Healthcare Marketplaces Shared Sensitive Data With Advertisers

Healthcare Marketplaces Shared Sensitive Data With Advertisers

A new investigation from Bloomberg has revealed how state-run health insurance marketplaces have - often accidentally - been sharing sensitive data with tech giants.

The United States healthcare landscape is complicated. The healthcare system is largely privatized. Many employers offer health insurance to full-time employees, while those not covered can either purchase private insurance or sometimes qualify for government-subsidized plans.

Those who aren't provided insurance by their employer often use state-sponsored portals - such as healthcare.gov - to see available plans. In about 20 US states, the state offers a similar service (which healthcare.gov can direct users from those states to).

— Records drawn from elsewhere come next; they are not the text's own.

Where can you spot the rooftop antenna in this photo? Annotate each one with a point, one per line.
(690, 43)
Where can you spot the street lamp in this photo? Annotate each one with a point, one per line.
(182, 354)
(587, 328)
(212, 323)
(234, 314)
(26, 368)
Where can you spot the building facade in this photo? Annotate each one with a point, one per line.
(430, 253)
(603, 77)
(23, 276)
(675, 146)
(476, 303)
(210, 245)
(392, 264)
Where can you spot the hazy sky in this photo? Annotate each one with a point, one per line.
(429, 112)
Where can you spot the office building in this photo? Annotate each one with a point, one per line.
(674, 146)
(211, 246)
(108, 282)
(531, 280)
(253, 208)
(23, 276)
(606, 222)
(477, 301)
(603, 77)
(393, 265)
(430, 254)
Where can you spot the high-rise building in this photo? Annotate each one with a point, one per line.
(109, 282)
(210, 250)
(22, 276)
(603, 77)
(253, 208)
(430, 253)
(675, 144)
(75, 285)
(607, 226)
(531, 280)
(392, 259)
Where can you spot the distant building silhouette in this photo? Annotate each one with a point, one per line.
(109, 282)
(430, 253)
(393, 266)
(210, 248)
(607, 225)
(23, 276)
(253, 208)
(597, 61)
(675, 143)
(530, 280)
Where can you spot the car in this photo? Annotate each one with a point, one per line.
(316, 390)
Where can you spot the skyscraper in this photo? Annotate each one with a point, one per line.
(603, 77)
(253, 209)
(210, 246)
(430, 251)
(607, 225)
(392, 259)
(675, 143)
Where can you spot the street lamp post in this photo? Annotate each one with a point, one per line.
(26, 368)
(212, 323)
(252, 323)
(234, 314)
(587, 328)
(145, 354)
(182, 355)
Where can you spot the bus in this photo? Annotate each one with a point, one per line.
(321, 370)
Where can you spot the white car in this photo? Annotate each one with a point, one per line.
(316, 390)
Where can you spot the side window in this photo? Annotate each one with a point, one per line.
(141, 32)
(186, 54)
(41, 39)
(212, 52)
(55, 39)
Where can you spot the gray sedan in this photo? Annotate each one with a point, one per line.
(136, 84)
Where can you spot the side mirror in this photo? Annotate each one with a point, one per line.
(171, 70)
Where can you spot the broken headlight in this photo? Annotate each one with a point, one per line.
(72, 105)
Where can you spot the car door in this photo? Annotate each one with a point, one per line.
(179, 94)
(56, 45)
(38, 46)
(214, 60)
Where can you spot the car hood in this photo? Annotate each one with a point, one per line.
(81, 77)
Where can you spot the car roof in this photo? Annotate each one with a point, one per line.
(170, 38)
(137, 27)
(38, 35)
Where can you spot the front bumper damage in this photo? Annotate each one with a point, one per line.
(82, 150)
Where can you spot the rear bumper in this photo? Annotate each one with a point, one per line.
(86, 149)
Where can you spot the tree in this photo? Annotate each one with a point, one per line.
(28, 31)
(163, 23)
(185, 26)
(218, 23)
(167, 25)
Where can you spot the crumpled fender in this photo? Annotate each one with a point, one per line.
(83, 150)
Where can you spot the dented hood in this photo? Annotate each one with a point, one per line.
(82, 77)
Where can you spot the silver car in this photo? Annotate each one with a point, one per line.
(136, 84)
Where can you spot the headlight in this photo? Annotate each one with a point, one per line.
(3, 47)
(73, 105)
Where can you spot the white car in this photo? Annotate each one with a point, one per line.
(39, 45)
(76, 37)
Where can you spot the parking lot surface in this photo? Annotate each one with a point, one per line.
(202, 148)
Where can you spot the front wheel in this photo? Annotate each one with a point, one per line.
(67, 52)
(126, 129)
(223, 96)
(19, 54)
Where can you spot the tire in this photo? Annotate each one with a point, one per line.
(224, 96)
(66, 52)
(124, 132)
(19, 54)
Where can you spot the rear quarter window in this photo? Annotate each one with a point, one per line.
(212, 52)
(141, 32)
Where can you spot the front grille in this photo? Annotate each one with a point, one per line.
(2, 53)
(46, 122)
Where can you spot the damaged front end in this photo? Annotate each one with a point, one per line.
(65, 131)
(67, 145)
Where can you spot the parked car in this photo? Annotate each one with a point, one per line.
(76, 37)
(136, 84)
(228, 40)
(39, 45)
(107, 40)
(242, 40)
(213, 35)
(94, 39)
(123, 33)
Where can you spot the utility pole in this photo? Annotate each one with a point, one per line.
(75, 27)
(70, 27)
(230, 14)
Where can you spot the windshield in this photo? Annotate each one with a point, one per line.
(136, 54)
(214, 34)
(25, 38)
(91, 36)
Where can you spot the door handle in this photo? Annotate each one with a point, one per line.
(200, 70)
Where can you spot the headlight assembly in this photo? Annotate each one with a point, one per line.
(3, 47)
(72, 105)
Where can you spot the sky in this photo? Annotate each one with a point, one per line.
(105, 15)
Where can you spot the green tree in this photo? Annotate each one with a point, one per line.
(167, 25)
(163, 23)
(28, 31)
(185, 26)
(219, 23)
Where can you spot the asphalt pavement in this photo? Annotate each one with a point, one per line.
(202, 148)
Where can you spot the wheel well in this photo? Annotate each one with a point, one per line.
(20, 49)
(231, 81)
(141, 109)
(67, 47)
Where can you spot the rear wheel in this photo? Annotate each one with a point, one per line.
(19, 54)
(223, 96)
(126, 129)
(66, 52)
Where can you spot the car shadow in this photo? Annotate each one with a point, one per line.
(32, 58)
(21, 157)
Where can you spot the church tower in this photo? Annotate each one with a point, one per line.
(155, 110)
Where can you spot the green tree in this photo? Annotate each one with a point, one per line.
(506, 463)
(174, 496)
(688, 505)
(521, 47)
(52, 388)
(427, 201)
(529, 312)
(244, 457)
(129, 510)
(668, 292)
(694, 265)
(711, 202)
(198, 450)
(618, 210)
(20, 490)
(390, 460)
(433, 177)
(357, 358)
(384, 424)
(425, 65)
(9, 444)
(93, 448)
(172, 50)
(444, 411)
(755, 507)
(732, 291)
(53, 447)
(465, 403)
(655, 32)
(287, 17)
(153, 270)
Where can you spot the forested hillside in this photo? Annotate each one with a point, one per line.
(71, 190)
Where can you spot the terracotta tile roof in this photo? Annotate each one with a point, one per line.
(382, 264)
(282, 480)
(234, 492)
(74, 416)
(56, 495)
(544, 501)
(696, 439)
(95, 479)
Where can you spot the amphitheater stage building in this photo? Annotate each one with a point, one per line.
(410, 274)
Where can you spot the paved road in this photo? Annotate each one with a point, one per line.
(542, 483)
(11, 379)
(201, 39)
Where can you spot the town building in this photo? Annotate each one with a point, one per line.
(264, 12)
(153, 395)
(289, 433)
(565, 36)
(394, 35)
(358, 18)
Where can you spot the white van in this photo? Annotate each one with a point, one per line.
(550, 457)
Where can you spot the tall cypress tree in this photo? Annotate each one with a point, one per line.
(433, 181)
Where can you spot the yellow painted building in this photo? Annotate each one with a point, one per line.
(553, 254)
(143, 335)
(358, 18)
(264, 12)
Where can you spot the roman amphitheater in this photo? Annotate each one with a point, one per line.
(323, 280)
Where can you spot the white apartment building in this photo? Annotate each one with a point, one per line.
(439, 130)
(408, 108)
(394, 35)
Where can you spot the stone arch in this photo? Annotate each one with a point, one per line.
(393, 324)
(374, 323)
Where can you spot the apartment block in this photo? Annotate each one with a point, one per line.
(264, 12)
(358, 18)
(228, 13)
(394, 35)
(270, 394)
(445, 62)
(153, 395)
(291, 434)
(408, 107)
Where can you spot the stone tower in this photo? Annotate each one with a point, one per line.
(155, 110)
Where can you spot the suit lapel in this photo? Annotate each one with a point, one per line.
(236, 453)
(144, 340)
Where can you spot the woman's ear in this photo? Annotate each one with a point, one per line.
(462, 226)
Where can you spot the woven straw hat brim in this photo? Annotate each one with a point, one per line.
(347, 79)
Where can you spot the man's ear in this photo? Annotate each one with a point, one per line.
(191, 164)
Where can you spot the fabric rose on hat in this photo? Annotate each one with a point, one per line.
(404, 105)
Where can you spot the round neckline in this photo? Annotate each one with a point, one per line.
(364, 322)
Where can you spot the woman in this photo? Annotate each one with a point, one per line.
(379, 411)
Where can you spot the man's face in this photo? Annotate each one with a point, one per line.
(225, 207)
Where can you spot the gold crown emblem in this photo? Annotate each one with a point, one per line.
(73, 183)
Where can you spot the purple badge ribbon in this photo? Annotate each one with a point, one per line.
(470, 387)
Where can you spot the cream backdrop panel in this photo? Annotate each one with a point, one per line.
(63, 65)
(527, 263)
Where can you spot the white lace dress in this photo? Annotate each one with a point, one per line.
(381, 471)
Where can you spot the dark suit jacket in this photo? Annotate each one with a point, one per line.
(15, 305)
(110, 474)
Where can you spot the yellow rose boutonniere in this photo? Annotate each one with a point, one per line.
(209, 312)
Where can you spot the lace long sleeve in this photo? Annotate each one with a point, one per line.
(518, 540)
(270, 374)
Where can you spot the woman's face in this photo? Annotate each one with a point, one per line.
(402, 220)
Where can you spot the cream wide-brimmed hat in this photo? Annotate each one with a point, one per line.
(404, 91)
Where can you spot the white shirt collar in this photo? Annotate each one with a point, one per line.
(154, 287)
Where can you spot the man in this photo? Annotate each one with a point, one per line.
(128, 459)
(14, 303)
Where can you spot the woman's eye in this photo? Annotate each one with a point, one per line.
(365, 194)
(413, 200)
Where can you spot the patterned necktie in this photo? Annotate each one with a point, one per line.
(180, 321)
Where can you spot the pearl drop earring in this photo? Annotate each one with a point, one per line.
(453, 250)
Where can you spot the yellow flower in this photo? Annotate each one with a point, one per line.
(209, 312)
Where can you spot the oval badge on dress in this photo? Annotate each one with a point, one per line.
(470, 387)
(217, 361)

Bloomberg has since discovered that nearly all state-run health insurance marketplaces contain analytics trackers that send sensitive data back to Big Tech companies and advertisers.

For example, they found that a Washington applicant's sex, citizenship status, and sometimes race were sent to TikTok. In New York, the pages visited were sent to Meta, Snap, and LinkedIn.

The culprit are "pixels" provided by companies like Meta, TikTok, and others. The pixels provide analytics insight to site administrators but also collect data for the parent company to collect for advertising. Many of these companies claim not to collect sensitive, protected data - such as race and religion - but Bloomberg found many of these filters were ineffective at filtering out such data in all cases.

This is not a new problem. Since 2022, The Markup has extensively covered situations exactly like this - multiple organizations (including healthcare marketplaces) using tracking pixels for analtyics purposes but companies also getting copies of extremely sensitive data.